Torch-Pruning Error when pruning a group with GLU Layer

Pruning a model with GLU results in an error when finding importance. GLU does not have any params but halves the input (in the given dimension). This is not accounted for during tracing, assigning indices, and finding importance.

Here's a minimal example with a simple model

class MyModel(nn.Module):
    def __init__(self):
        super().__init__()
        self.layer = nn.Sequential(
            nn.Conv1d(in_channels=96, out_channels=24, kernel_size=3, padding=1, dilation=1),
            nn.GLU(1),
            nn.Conv1d(in_channels=12, out_channels=48, kernel_size=3, padding=2, dilation=2),
        )

    def forward(self, x):
        return self.layer(x)

model = MyModel()
example_inputs = torch.randn(1, 96, 100)

I then prune using GroupNormPruner

imp = tp.importance.GroupNormImportance()
pruner = tp.pruner.GroupNormPruner(
    model,
    example_inputs,
    importance=imp,
    iterative_steps=1,
    pruning_ratio=0.5,
    ignored_layers=[],
)
pruner.step()

This gives an index out of bounds error

Exception has occurred: IndexError       (note: full exception trace is shown but execution is paused at: _run_module_as_main)
index 12 is out of bounds for dimension 0 with size 12
  File "/masked_path/lib/python3.9/site-packages/torch_pruning/pruner/importance.py", line 205, in __call__
    local_imp = local_imp[idxs]
  File "/masked_path/lib/python3.9/site-packages/torch/utils/_contextlib.py", line 115, in decorate_context
    return func(*args, **kwargs)
  File "/masked_path/lib/python3.9/site-packages/torch_pruning/pruner/algorithms/metapruner.py", line 247, in estimate_importance
    return self.importance(group)
  File "/masked_path/lib/python3.9/site-packages/torch_pruning/pruner/algorithms/metapruner.py", line 362, in prune_local
    imp = self.estimate_importance(group)
  File "/masked_path/lib/python3.9/site-packages/torch_pruning/pruner/algorithms/metapruner.py", line 228, in step
    for group in pruning_method():
  File "masked_path/my_file.py", line 39, in <module>
    pruner.step()
  File "/masked_path/lib/python3.9/runpy.py", line 87, in _run_code
    exec(code, run_globals)
  File "/masked_path/lib/python3.9/runpy.py", line 197, in _run_module_as_main (Current frame)
    return _run_code(code, main_globals, None,
IndexError: index 12 is out of bounds for dimension 0 with size 12

Note that this error is raised when returning the group, so setting interative=True in pruner step does not help.
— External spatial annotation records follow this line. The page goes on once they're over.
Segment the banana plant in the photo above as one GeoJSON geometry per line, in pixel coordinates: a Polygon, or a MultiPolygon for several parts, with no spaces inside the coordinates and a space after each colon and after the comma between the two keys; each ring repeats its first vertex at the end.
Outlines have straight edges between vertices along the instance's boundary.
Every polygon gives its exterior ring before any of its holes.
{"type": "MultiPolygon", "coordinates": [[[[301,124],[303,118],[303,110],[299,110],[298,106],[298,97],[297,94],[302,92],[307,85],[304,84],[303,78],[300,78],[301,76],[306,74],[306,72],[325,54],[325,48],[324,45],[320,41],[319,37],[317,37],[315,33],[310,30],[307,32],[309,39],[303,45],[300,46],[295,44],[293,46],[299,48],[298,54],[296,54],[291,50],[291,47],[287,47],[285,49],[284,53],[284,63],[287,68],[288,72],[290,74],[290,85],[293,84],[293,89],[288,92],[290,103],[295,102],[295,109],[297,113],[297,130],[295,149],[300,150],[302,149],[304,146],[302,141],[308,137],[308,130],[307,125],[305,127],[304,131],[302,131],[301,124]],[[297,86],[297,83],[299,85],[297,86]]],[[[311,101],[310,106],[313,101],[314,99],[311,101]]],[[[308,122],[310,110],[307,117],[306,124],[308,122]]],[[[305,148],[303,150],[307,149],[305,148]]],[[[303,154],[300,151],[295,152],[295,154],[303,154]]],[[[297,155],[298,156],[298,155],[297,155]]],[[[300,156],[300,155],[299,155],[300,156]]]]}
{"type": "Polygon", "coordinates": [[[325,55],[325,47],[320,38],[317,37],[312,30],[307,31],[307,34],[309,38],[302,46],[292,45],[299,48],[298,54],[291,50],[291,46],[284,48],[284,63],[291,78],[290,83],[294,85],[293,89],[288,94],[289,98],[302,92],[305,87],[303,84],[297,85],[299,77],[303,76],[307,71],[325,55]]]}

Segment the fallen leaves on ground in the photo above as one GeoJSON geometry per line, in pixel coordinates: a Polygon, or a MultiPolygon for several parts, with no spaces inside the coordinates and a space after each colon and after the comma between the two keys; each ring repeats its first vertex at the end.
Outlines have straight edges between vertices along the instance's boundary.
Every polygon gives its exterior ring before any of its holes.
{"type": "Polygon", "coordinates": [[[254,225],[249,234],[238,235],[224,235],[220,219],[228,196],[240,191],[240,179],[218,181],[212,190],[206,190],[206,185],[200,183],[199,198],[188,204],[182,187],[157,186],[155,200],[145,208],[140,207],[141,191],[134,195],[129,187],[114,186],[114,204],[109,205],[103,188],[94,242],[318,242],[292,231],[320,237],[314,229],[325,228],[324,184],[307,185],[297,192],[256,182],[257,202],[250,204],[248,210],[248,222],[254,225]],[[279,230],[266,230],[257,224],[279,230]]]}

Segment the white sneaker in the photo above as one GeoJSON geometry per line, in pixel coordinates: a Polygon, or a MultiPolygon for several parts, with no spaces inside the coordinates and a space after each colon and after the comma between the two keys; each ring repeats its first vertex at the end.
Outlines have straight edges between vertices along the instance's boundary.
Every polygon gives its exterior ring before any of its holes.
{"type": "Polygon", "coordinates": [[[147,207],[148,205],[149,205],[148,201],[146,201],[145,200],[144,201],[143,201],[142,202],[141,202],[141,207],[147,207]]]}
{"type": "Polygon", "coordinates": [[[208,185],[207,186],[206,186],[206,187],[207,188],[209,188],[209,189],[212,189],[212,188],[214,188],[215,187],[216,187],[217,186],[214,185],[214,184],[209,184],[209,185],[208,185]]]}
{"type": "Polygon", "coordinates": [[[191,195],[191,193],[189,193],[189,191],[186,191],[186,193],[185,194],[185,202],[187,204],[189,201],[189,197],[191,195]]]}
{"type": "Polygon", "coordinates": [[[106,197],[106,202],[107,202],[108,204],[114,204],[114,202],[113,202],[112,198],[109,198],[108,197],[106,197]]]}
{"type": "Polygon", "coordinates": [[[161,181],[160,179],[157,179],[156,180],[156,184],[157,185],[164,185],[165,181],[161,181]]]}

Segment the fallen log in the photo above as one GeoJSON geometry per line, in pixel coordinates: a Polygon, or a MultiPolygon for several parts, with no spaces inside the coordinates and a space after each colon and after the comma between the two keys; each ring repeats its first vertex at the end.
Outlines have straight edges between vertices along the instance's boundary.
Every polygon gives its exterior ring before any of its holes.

Apr 10 '24 22:04 saravanabalagi

GLU is currently not supported, so it's treated as an element-wise operation. However, since split is supported, you can create your own GLU operation like this:

class CustomGLU(nn.Module):
    def __init__(self, dim=1):
        super(CustomGLU, self).__init__()
        self.dim = dim

    def forward(self, x):
        first_half, second_half = torch.split(x, x.size(self.dim)//2, dim=self.dim)
        return first_half * torch.sigmoid(second_half)

If you don't use it extensively, the performance degradation shouldn't be significant.

Apr 11 '24 17:04 janthmueller

Hi @janthmueller, thanks for the workaround, I tried that but the network comes back with only the last conv layer pruned. No dep group with first conv layer is being returned for pruning.

Apr 13 '24 17:04 saravanabalagi

Hi @janthmueller, thanks for the workaround, I tried that but the network comes back with only the last conv layer pruned. No dep group with first conv layer is being returned for pruning.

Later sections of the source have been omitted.